Conducting Unreliable Narrators

Reviewed by Joel Martineau

Imagine the challenge that Steven Galloway faced in planning a novel to succeed the sublime The Cellist of Sarajevo (2008). In The Confabulist he takes Harry Houdini (1874-1926) as his subject and invents a layered narrative structure to link Houdini’s latter years to current times. The novel begins with a first-person narrator seeing a doctor, who warns him, “Mr. Strauss . . . you will lose your mind. . . . It is a degenerative physiological condition, and there isn’t anything at this time that can be done about it.” Minutes later Martin Strauss sits outside the hospital and decides that if he soon “won’t remember” his life he should tell “what has happened.” He becomes the confabulist of the novel’s title, destined—as Webster’sdefines—“to fill in gaps in memory by fabrication.” The preface concludes with Strauss proclaiming, “I didn’t just kill Harry Houdini. I killed him twice.”

In an abrupt shift, an omniscient narrator then relates a lengthy chapter that introduces Houdini in 1897, age twenty-three, as an aspiring but little heralded performer. The novel will contain three further major chapters describing Houdini attracting thousands during a European tour in 1904, caught in the vice of international espionage in 1918, and lecturing against charlatan spiritualists and their promoters (especially Sir Arthur Conan Doyle) in 1926. Interspersed among these foci on Houdini are nine shorter chapters in which Strauss describes his life-long fascination with Houdini. He first reveals his role as the Montreal university student who challenged Houdini’s boast about steely stomach muscles by punching the magician (a blow actually inflicted by J. Gordon Whitehead). Houdini refused medical attention, continued his tour, and died a few days later in Detroit due to a ruptured appendix, perhaps caused by the punch. Strauss believes that his act precipitated Houdini’s death and he bolts—probably from shame, perhaps from fear of illusory avenging forces. He becomes a friendless man on the run who dreams of communicating with Houdini’s daughter. While Strauss studies magic and memory, and thus capably voices Galloway’s interests, his narrative reconstruction becomes increasingly arcane as the novel progresses. A pulpy noir shootout in which Strauss kills Houdini for the second time fails to exorcise his ghost and makes for an underwhelming conclusion to The Confabulist.

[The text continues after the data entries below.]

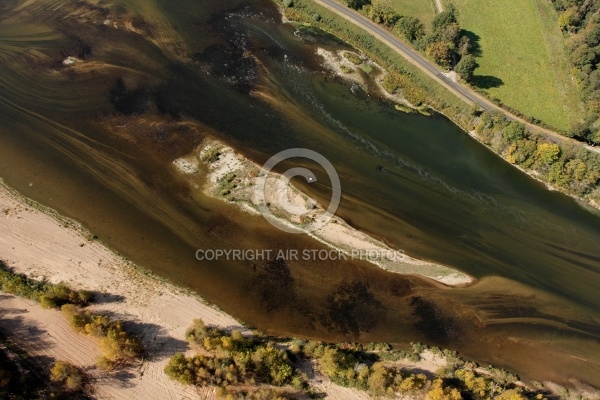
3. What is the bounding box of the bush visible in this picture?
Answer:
[0,262,92,308]
[61,304,141,370]
[50,361,85,392]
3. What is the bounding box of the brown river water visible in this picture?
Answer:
[0,0,600,387]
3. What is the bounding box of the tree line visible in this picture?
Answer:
[551,0,600,144]
[344,0,477,82]
[165,320,543,400]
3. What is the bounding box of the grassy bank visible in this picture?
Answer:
[276,0,600,207]
[391,0,436,27]
[452,0,579,131]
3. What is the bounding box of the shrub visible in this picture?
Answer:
[50,361,85,392]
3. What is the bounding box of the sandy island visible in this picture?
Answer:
[0,179,396,400]
[174,139,473,286]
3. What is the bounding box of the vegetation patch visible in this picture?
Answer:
[61,304,141,370]
[278,0,600,208]
[165,320,543,400]
[344,51,363,65]
[165,320,306,399]
[551,0,600,144]
[0,260,93,308]
[452,0,583,131]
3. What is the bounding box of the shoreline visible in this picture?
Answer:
[0,172,598,400]
[173,139,475,286]
[0,180,241,399]
[279,2,600,216]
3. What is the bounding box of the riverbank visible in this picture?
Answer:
[281,0,600,209]
[174,139,473,286]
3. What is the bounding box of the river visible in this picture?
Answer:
[0,0,600,386]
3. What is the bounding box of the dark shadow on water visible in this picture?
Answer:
[321,281,387,338]
[472,75,504,89]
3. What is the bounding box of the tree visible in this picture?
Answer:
[345,0,371,10]
[458,36,473,56]
[536,143,560,165]
[394,17,425,42]
[425,378,462,400]
[367,362,392,396]
[502,122,525,143]
[50,361,85,392]
[433,8,457,32]
[426,42,452,67]
[454,54,477,82]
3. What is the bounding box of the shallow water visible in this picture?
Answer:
[0,0,600,385]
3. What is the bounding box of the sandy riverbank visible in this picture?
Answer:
[0,180,240,399]
[0,179,394,400]
[174,140,473,285]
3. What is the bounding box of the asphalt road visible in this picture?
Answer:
[314,0,600,153]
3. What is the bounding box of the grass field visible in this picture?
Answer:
[390,0,436,30]
[452,0,580,130]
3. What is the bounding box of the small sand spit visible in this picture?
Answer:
[175,139,473,285]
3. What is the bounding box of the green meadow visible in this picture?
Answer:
[452,0,580,130]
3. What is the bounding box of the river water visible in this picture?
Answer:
[0,0,600,386]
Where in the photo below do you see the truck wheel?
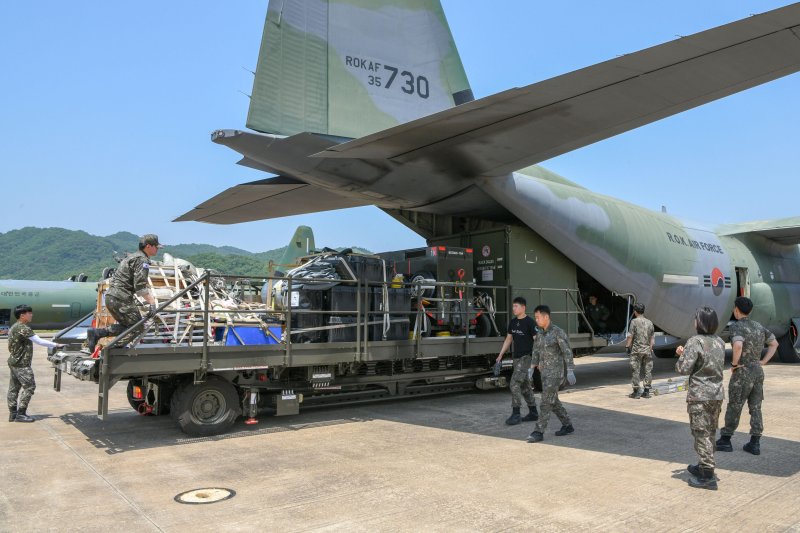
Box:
[778,326,800,363]
[170,376,241,437]
[127,379,144,413]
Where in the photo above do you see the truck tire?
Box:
[170,376,241,437]
[778,327,800,363]
[126,379,144,413]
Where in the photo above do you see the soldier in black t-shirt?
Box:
[497,296,539,426]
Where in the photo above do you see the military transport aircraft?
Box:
[0,279,97,335]
[177,0,800,361]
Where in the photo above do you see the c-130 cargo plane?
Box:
[177,0,800,362]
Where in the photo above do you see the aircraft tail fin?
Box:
[247,0,473,138]
[268,226,316,273]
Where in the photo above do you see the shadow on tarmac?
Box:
[54,358,800,477]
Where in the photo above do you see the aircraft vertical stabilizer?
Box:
[247,0,473,138]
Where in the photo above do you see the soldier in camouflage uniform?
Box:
[717,296,778,455]
[675,307,725,490]
[626,303,655,399]
[86,234,162,352]
[495,296,539,426]
[6,305,64,422]
[528,305,576,442]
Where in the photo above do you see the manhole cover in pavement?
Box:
[175,487,236,505]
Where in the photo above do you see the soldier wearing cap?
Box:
[86,233,162,352]
[626,303,656,399]
[716,296,778,455]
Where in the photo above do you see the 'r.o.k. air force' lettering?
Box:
[667,232,725,255]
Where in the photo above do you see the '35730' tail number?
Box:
[367,65,430,98]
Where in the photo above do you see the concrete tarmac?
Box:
[0,342,800,533]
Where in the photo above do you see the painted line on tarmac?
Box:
[40,421,164,532]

Sean Michaels uses a simpler structure in Us Conductors. First-person narrator Léon Theremin is locked in a cabin on board the vessel Stary Bolshevik, writing to Clara Rockmore, née Reisenberg, whom he has loved without reciprocation from the moment they met. It is 1938, and shadowy figures have spirited Theremin (1896-1993) from his New York residence and are returning him to his Russian homeland after eleven years during which he was slipped “like a hand into America’s industrial pocket.” The letter comprises Part One of the novel and allows Michaels to reconstruct Theremin’s life to that point. Michaels sketches Theremin’s emergence as an inventor during the turmoil in Russia as Lenin yielded to Stalin, his ascendance to stardom during the go-go 1920s when the musical instrument (precursor to the Moog synthesizer) that bears his name became faddish in America, and his increasing entanglement in a web of deceit spun by his clandestine Russian “handlers.” Professionally and artistically brilliant, handsome and born to dance, Theremin cuts a dashing figure. The wealthy and the powerful flock to him, but he seldom wavers from his infatuation with Clara, a Lithuanian émigré to America. She masters the theremin and adores him as her teacher, but never returns his love. He is a fallible man, worthy of our empathy as the Stary Bolshevik returns him to an uncertain future in Stalinist Russia.

Part Two plunges us into the Gulag. Lev Sergeyvich Termin, as he is known in Russia, has become prisoner L-890 in Marenko, a work camp for scientists situated outside Moscow—but only after being declared an enemy of the state and sentenced to work in the Kolyma gold mines, in effect a death sentence. There he uses his acute intelligence to win the attention of the prison commandant, to form an orchestra, and to improve productivity so dramatically that he is reassigned to the benign Marenko prison so that the state can take advantage of his inventive abilities, and, where he updates his personal history in a second letter to Clara. Us Conductors allows a remarkable man to tell his life story, all the while foregrounding his gallant commitment to his imagined love.